Universel, sociable, ouvert, raisonnable et fidèle à lui-même, Boudjemâa demeure comme il demeurera cette icône d’un être épousant tous les âges et sensibilités confondus. Il pointe du doigt le système politique figé et latent, sourd et déconnecté, source de toutes les injustices et inégalités, comme il s’associe aux attentes que réclament le quotidien et l’avenir de la jeunesse. Il revendique les droits de la femme en repoussant les dogmes et l’obscurantisme qui la discriminent et la rabaissent comme il rime les aléas de la vie avec le sort non choisi des pauvres et des exclus de la société.

 Il combat le terrorisme et l’ignorance crasse en exigeant une autre morale plus instructive des mœurs et éducation dans les écoles de nos enfants. Il est dans l’action individuelle en tant qu’artiste engagé avant de l’être dans des mobilisations et mouvements sociaux reflétant les malaises profonds, la démocratie revendiquée et un Etat de droit vertébré dans ses responsabilités.

Car il y a bien de la subtilité dans ses chansons aux airs d’escapade contemplative et aérienne. Boudjemâa Agraw, en souhaitant vulgariser ses connaissances et ses expériences sur la vie, le voici s’adressant avant tout à lui-même tellement l’existence l’avait scindé en deux pour ainsi venir, dans un trait d’union, transposer mélodieusement une partie de soi sur l’oreille qui se berçait tout en lui vouant, en retour, un amour sans bornes.

 Cependant, on apprend mieux de ses propres expériences rencontrées sur son chemin semé de rejets, d’embûches, de douleurs et d’inepties quand son droit de vivre ne rimait point avec son droit d’exister, et c’est de cette philosophie qu’émanait ledit revirement pour être à la fin dans la matrice de sa bonté intérieure blessée plus d’une fois. Tout le bien qu’il témoignait dessinait une nouvelle géographie se voulant mentale avant tout pour ainsi se muer en non conventionnelle, donc privée de frontières et de bouleversements sociétaux.

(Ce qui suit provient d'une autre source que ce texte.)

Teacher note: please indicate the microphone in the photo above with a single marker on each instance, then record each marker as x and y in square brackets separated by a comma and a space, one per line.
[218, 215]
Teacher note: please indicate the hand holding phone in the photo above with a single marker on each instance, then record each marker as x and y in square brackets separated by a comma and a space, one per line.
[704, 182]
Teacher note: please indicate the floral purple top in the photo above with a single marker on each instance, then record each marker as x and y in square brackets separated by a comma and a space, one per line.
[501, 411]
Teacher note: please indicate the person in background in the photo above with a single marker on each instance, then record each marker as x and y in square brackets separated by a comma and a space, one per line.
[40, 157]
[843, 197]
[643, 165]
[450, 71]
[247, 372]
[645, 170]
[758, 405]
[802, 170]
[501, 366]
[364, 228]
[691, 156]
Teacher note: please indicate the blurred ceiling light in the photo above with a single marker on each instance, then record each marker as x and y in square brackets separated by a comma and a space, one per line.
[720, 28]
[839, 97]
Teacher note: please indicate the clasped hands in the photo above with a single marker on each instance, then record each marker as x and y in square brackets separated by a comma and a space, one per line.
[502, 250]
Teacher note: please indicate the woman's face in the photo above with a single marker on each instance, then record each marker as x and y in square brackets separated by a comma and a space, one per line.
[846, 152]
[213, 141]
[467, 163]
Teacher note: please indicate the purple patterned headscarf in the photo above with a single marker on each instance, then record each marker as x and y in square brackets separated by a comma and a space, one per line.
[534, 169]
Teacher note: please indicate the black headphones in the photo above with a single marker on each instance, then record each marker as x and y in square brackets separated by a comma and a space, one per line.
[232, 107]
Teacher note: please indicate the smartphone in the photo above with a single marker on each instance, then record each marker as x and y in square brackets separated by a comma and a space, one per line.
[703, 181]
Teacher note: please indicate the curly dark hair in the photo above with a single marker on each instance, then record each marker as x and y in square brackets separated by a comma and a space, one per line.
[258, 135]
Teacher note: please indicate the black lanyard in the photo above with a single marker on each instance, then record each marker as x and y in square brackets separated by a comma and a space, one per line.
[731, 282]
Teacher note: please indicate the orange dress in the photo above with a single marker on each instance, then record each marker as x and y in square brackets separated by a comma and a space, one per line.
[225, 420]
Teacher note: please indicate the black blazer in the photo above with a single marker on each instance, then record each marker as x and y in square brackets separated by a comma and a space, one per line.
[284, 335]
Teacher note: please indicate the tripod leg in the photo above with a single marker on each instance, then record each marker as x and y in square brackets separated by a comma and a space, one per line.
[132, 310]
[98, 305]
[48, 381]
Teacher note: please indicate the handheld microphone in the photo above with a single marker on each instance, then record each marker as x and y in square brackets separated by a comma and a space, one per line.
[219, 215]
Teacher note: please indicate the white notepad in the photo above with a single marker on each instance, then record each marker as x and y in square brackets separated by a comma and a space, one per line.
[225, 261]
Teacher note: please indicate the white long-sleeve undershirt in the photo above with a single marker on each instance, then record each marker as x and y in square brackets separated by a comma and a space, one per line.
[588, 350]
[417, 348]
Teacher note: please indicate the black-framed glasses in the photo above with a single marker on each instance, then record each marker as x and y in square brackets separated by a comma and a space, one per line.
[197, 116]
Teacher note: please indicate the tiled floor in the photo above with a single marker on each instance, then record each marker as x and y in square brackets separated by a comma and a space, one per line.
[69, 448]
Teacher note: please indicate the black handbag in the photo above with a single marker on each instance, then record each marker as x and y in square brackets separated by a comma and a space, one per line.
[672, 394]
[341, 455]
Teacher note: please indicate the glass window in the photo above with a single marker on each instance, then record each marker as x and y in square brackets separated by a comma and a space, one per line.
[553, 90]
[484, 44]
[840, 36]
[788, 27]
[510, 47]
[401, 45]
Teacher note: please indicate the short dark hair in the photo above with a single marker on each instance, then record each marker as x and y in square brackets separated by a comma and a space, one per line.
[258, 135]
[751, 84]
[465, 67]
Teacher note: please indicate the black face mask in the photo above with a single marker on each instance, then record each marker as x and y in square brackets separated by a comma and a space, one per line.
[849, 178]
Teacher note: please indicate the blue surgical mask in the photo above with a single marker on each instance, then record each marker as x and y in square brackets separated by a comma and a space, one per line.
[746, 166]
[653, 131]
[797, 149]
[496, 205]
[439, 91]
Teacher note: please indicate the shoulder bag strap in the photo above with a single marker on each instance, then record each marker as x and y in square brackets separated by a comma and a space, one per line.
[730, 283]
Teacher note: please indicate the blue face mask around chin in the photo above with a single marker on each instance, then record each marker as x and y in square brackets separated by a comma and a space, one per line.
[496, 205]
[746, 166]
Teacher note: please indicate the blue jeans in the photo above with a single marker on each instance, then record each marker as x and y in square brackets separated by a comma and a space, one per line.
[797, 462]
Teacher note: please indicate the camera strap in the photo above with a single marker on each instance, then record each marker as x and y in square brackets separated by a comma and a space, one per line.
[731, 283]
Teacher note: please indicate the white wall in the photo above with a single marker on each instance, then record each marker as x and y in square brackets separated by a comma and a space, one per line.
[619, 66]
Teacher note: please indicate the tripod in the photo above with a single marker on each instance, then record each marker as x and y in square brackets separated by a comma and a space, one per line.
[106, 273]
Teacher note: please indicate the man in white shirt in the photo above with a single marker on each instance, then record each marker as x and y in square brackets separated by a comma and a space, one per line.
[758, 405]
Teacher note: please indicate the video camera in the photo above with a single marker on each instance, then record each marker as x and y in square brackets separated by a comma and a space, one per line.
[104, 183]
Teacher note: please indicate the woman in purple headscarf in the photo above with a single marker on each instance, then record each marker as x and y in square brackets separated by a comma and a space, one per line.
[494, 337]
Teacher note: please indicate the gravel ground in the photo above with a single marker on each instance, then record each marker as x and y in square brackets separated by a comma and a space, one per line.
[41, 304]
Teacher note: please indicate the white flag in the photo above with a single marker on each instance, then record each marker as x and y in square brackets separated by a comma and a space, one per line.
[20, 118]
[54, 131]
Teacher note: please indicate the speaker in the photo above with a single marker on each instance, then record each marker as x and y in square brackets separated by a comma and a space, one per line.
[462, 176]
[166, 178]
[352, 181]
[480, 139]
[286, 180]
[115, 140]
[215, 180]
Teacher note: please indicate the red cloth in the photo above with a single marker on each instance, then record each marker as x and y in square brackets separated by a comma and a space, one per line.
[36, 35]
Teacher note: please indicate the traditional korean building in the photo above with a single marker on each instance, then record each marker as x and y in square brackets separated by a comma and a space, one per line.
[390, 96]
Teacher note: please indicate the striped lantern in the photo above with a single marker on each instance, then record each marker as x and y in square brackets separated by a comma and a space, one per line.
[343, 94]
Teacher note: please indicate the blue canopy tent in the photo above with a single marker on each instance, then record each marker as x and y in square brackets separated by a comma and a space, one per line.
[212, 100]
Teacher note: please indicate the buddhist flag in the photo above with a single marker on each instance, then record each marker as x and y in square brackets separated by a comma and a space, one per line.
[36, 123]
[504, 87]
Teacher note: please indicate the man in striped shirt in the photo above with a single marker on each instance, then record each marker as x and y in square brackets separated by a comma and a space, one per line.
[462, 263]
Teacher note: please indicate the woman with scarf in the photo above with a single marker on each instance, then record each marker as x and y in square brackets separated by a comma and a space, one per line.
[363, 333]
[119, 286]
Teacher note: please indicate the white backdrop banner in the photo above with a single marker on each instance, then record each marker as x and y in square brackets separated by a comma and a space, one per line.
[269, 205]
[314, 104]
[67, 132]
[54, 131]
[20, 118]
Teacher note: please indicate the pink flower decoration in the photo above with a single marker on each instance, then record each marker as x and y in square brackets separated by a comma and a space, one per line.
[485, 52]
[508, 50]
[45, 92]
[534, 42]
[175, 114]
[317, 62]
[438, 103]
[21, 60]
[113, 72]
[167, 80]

L’adjonction de quelques fioritures, le voyage à travers l’intérieur de ses mélodies, la puissance de son verbe, l’absolu recherché… Tout cela n’abolit pas l’extrême vulnérabilité à laquelle il nous invite, plutôt il nous engage à ne pas prendre des décisions dans l’incertitude et d’affronter plus sereinement les éventuelles rechutes voire carrément les éviter.

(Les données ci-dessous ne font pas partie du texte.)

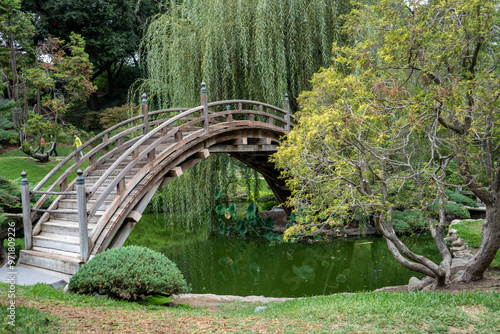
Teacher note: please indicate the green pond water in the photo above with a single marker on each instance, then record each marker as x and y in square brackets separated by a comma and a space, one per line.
[221, 265]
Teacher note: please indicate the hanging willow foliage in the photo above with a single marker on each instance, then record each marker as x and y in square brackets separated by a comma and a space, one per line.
[243, 49]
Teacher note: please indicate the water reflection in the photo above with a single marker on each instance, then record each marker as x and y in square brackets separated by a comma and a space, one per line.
[221, 265]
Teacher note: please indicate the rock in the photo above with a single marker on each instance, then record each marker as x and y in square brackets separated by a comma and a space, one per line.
[457, 275]
[58, 285]
[415, 285]
[458, 263]
[466, 255]
[260, 308]
[458, 243]
[369, 230]
[458, 249]
[452, 235]
[426, 281]
[429, 288]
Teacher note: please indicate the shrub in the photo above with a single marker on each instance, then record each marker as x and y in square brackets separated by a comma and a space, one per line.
[127, 273]
[265, 198]
[461, 199]
[265, 206]
[408, 221]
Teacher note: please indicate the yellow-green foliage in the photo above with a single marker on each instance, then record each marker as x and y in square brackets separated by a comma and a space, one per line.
[127, 273]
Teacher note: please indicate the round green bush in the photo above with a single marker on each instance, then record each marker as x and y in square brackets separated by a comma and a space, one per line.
[127, 273]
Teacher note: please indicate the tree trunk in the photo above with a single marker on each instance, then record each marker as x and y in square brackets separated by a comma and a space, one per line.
[490, 244]
[93, 102]
[4, 234]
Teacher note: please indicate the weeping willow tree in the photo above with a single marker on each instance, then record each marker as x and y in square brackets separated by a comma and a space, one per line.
[244, 49]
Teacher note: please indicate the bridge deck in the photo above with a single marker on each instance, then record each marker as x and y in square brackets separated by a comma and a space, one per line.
[121, 182]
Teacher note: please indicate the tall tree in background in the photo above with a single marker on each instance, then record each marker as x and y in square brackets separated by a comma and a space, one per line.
[112, 31]
[245, 49]
[409, 111]
[16, 30]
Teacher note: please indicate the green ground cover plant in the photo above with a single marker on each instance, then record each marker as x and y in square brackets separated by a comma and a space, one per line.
[470, 231]
[128, 273]
[368, 312]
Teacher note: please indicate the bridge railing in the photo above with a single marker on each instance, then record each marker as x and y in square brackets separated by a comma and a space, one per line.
[94, 145]
[81, 212]
[198, 117]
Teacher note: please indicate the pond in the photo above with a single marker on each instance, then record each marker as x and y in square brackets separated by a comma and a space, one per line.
[232, 266]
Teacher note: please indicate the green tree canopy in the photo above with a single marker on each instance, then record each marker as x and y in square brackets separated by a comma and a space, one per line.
[252, 49]
[401, 116]
[112, 30]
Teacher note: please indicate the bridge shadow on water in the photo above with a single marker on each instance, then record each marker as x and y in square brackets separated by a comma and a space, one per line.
[217, 264]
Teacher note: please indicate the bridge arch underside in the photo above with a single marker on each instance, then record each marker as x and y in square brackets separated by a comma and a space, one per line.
[252, 146]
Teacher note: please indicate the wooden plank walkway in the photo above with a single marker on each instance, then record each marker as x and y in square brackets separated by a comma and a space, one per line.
[120, 183]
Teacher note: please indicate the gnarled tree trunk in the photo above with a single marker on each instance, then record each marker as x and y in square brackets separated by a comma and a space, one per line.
[490, 243]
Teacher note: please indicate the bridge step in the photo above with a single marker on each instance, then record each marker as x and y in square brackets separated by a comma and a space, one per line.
[73, 217]
[63, 227]
[70, 203]
[56, 262]
[57, 241]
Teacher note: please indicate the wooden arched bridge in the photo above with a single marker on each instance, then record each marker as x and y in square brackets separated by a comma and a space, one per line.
[99, 208]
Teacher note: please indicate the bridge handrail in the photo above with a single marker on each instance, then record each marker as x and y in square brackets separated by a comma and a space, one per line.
[144, 152]
[100, 136]
[105, 142]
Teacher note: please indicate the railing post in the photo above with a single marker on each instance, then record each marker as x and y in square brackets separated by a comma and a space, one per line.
[287, 112]
[229, 117]
[25, 199]
[204, 103]
[82, 216]
[145, 113]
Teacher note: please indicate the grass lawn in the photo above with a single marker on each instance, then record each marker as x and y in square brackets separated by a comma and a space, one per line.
[41, 309]
[14, 162]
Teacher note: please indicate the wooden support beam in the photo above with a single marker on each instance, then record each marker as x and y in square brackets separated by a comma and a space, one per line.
[241, 141]
[203, 154]
[243, 148]
[176, 172]
[120, 187]
[151, 156]
[264, 141]
[133, 216]
[178, 136]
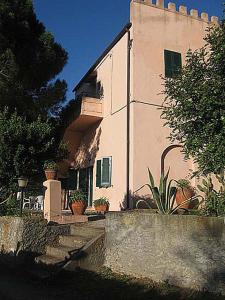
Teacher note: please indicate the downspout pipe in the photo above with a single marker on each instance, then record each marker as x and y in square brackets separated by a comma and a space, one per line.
[128, 204]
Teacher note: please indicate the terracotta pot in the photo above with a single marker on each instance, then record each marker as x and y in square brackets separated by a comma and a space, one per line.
[183, 195]
[50, 174]
[78, 207]
[102, 208]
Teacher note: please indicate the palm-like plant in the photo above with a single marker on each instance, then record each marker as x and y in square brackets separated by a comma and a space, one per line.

Du moment que l’ailleurs est inaccessible, le rêve de Boudjemâa Agraw dans la société inclusive qu’il réclame est que les consciences conjuguent leurs efforts dans un commun accord, celui de cesser de chercher l’approbation factice des autres en s’efforçant à fasciner sous les feux de la rampe dans l’instrumentalisation de tamazight à des fins personnelles contraires à l’éthique, alors que l’essentiel qui marquera l’Histoire est de faire briller, avant tout, l’identité de son idéal et emblème associés. Le narcissisme et l’égocentrisme font un quand l’intérêt individuel passe avant l’intérêt général, alors que c’est l’inverse qui devrait primer.